Unfortunately for Apotheon, its problems don’t stop at mere gameplay. Art style aside, its presentation is also totally bunk. Text is extremely small, as if someone DarNified the UI without realizing it’s on a console, and hard to read font-wise. The interface is clunkily designed, feeling like it was made for a Flash game. You can press the touch pad to bring up a Diablo-style overlay map, but it’s virtually useless for anything but a quick reference to something nearby. The next local map is in the Start menu and four buttons down, which very quickly becomes extremely annoying to navigate to. Also on the Start Menu is for whatever reason a Last Save button, directly below the Save Game button, which as you can probably already tell leads to a lot of fucking bullshit happening.
The art department is the only place where Apotheon unwaveringly shines. Its art design is beautiful and Greek pottery art turned into a game isn’t something I’ve seen before to this extent. Despite some minor situations where enemies are kind of hard to see in all the thick black foliage, the game is a pleasure to look at. Color palette changes are especially striking.
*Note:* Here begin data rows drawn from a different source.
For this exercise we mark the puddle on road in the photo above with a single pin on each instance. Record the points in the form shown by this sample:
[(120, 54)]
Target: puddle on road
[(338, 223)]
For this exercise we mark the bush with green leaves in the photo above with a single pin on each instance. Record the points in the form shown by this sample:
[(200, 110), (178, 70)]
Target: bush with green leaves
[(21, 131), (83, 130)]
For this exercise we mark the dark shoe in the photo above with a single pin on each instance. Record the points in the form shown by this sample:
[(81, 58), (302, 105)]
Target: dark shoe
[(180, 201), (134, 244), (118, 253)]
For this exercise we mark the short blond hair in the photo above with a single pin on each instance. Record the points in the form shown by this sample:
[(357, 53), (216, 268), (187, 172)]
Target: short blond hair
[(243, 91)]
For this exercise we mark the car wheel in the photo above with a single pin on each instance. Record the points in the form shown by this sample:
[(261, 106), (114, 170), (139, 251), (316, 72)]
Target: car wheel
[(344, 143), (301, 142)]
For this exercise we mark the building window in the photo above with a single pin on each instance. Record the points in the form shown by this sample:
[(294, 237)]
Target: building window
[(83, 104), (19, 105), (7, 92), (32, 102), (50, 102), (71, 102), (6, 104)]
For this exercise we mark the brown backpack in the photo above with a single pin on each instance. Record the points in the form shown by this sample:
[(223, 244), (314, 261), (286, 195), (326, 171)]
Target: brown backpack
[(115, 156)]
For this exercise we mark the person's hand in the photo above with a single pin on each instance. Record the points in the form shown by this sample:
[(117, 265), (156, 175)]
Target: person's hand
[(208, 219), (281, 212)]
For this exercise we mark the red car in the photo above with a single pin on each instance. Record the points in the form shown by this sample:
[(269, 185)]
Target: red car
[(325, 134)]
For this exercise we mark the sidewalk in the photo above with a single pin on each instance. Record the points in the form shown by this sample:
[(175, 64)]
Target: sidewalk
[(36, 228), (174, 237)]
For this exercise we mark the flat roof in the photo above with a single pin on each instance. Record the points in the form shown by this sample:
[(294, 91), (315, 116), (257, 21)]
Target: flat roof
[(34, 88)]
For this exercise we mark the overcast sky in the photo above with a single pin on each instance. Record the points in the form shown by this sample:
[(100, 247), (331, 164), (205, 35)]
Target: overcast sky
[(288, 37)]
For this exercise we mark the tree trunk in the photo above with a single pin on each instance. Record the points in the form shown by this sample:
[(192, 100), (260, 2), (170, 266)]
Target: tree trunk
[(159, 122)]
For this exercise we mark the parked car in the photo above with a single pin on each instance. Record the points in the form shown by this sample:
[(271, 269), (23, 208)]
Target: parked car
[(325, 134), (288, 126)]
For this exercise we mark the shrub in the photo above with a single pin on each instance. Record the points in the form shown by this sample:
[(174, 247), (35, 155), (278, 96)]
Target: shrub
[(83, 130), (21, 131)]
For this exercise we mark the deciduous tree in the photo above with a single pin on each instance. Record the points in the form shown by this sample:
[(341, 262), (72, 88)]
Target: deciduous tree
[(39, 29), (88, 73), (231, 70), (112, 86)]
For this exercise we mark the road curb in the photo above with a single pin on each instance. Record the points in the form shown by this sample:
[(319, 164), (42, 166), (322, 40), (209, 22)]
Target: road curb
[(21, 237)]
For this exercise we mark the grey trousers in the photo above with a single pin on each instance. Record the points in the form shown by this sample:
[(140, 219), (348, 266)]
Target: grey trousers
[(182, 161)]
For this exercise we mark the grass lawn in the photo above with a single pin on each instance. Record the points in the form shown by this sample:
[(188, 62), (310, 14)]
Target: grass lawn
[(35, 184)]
Music and atmosphere are all surprisingly top notch. Hades’ area is especially intimidating, its combination of moans from the damned, creepy soundscapes, self-resurrecting enemies and low lighting coming together perfectly to create a singularly haunting place.
One really terrible thing about the game’s fidelity, however, is its absurdly low frame rate. Usually in big combat, the game will slow to a crawl. I’m not sure if this is a conscious design choice, but I’m going to give the game the benefit of the doubt and say that it’s awful optimization. Frame drops are frequent, lengthy, and very annoying as the game is already incredibly floaty.
Apotheon is really just a shame. Its outstanding art direction is wasted on a completely broken game, whose nearly every system is fundamentally flawed in some way. Suffice it to say that Apotheon is impressively high quality art-wise, and impressively low-quality mechanics-wise.
Apotheon can be purchased on Steam and the PlayStation 4’s digital store.